Bersama-sama, masalah ini tampak membuatnya berada di luar kajian sains.
Penemuan kalau mimpi terjadi terutama pada saat
kondisi tidur yang terbedakan secara elektrofisiologis, tidur gerakan mata
cepat (REM), yang dapat diidentifikasi lewat kriteria yang objektif, membawa
kelahiran pada minat fenomena ini. Saat episode tidur REM dihitung durasinya
dan subjek dibangunkan untuk melaporkan sebelum editing atau pelupaan utama
dapat terjadi, ditemukan kalau subjek secara teliti sesuai jangka waktu mereka
menimbang narasi mimpi saat tidur sebanding dengan panjang tidur REM yang
mendahului bangun. Korelasi dekat tidur REM dan pengalaman mimpi ini menjadi
dasar sederetan laporan pertama yang menjelaskan sifat mimpi: yaitu teratur
setiap malam, ketimbang berupa aktivitas yang tidak beraturan, dan berfrekuensi
tinggi dalam tiap periode tidur yang berlangsung pada selang teramalkan sekitar
tiap 60 – 90 menit sepanjang rentang hidup manusia. Episode tidur REM dan mimpi
yang menemaninya diperpanjang waktu malam, dengan episode pertama yang
terpendek, sekitar 10 – 12 menit, dan episode kedua dan ketiga meningkat hingga
15 – 20 menit. Mimpi pada akhir malam dapat berlangsung sepanjang 15 menit,
walau ini dapat dialami sebagai beberapa kisah yang berbeda karena interupsi
sesaat yang mengganggu tidur saat malam berakhir. Laporan mimpi dapat
dilaporkan dari subjek normal pada 50% kejadian saat terbangun pada akhir
periode REM pertama. Tingkat pengingatan ini meningkat hingga sekitar 99% saat
bangun dari periode REM terakhir dalam satu malam. Peningkatan dalam kemampuan
mengingat ini tampaknya berhubungan dengan intensifikasi sepanjang malam dalam
kejelasan pencitraan, warna dan emosi mimpi.
Teori Sintesis Aktivasi
Tahun 1976 J. Allan Hobson dan Robert McCarley
mengajukan sebuah teori baru yang merubah penelitian mimpi, menantang pandangan
mimpi Freud sebelumnya sebagai keinginan bawah sadar untuk ditafsirkan. Teori
sintesis aktivasi mengatakan bahwa pengalaman inderawi dibuat oleh korteks
sebagai alat menafsirkan sinyal kacau dari pons. Mereka mengajukan kalau dalam
mimpi REM, gelombang PGO (Ponto-Geniculo-Occipital) kolinergik naik merangsang
struktur kortikal otak tengah dan depan, menghasilkan gerakan mata cepat.

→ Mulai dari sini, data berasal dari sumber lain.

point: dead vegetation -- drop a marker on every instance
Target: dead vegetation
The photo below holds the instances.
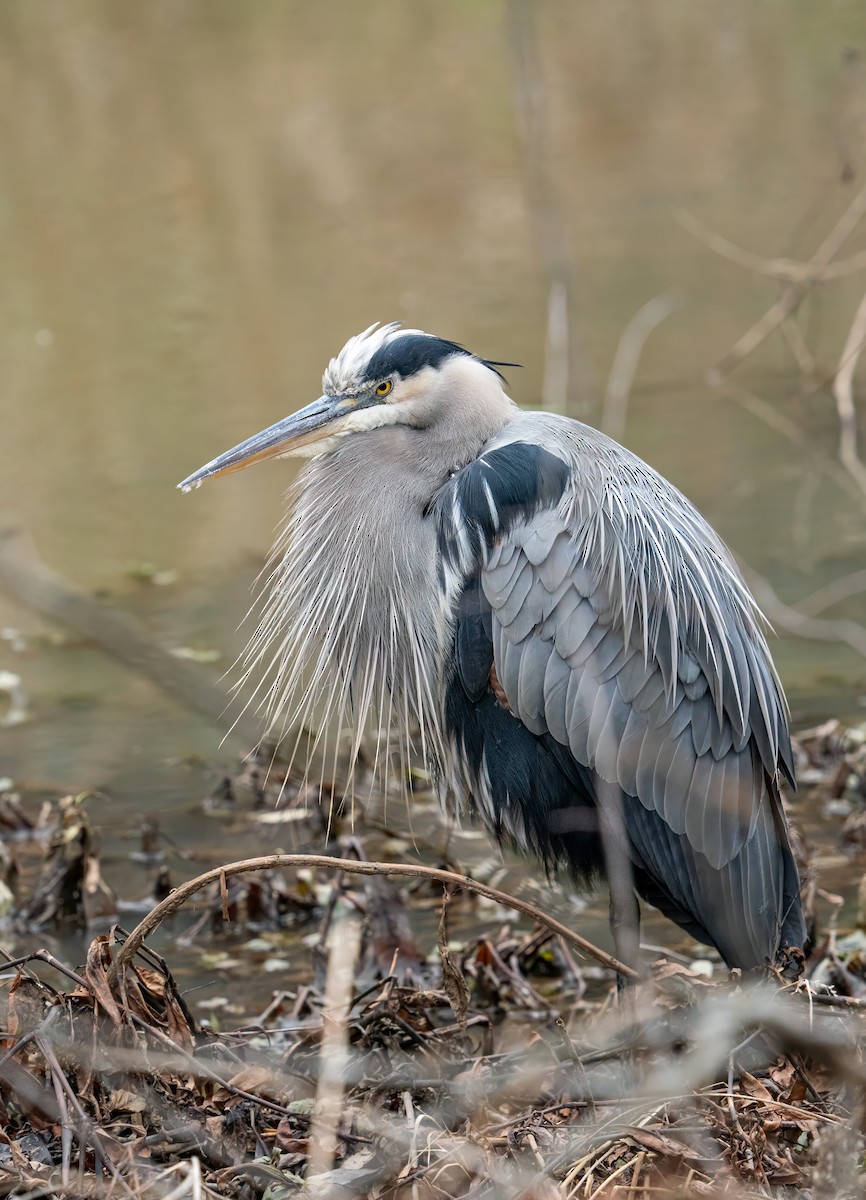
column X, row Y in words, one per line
column 504, row 1065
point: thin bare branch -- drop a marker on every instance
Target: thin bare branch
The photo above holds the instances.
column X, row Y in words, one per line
column 787, row 270
column 816, row 629
column 625, row 360
column 352, row 867
column 833, row 593
column 843, row 391
column 563, row 390
column 792, row 294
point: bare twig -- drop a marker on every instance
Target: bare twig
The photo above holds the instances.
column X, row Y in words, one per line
column 626, row 359
column 817, row 629
column 833, row 593
column 787, row 270
column 561, row 388
column 843, row 391
column 793, row 293
column 28, row 579
column 779, row 423
column 352, row 867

Otak depan yang teraktivasi kemudian mensintesa mimpi dari informasi yang
dibuatnya secara internal. Mereka mengasumsikan kalau struktur yang sama yang
menghasilkan tidur REM juga membangkitkan informasi inderawi.
Penelitian Hobson tahun 1976 menyarankan kalau sinyal
yang ditafsirkan sebagai mimpi berasal dari batang otak saat tidur REM. Walau
begitu, penelitian oleh Mark Solms menunjukkan kalau mimpi dibangkitkan di otak
depan, dan bahwa tidur REM dan bermimpi tidak berhubungan langsung (Solms,
2000). Saat bekerja dalam departemen bedah syaraf di Johannesburg dan London,
Solms memiliki akses pada pasien dengan beragam cedera otak. Ia mulai
menanyakan pasien mengenai mimpi mereka dan membenarkan kalau pasien dengan
kerusakan di lobus parietal tidak dapat bermimpi; penemuan ini sejalan dengan
teori Hobson tahun 1977. Walau begitu, Solms tidak menemukan kasus hilangnya
mimpi dengan pasien yang mengalami kerusakan batang otak. Pengamatan ini
memaksanya mempertanyakan teori Hobson yang menandai batang otak sebagai sumber
sinyal yang ditafsirkan sebagai mimpi. Solms memandang gagasan bermimpi sebagai
fungsi dari banyak struktur otak yang membenarkan teori mimpi Freud, gagasan
yang mendapat kritik dari Hobson. Tahun 1978, Solms, bersama rekannya William
Kauffman dan Edward Nadar, melakukan sdederetan studi pengaruh tumbukan cedera
traumatis menggunakan beberapa spesies primata, khususnya monyet howler, untuk
menyanggah postulat Hobson kalau batang otak berperan penting dalam patologi
mimpi. Sayangnya, percobaan Solms terbukti tidak dapat disimpulkan, karena
tingkat kematian yang tinggi berasosiasi dengan penggunaan paku tumbuk hidrolik
pada kerusakan otak buatan dalam subjek uji berarti bahwa pool kandidat
akhirnya terlalu kecil untuk memenuhi persyaratan metode ilmiah (Rock, 2004)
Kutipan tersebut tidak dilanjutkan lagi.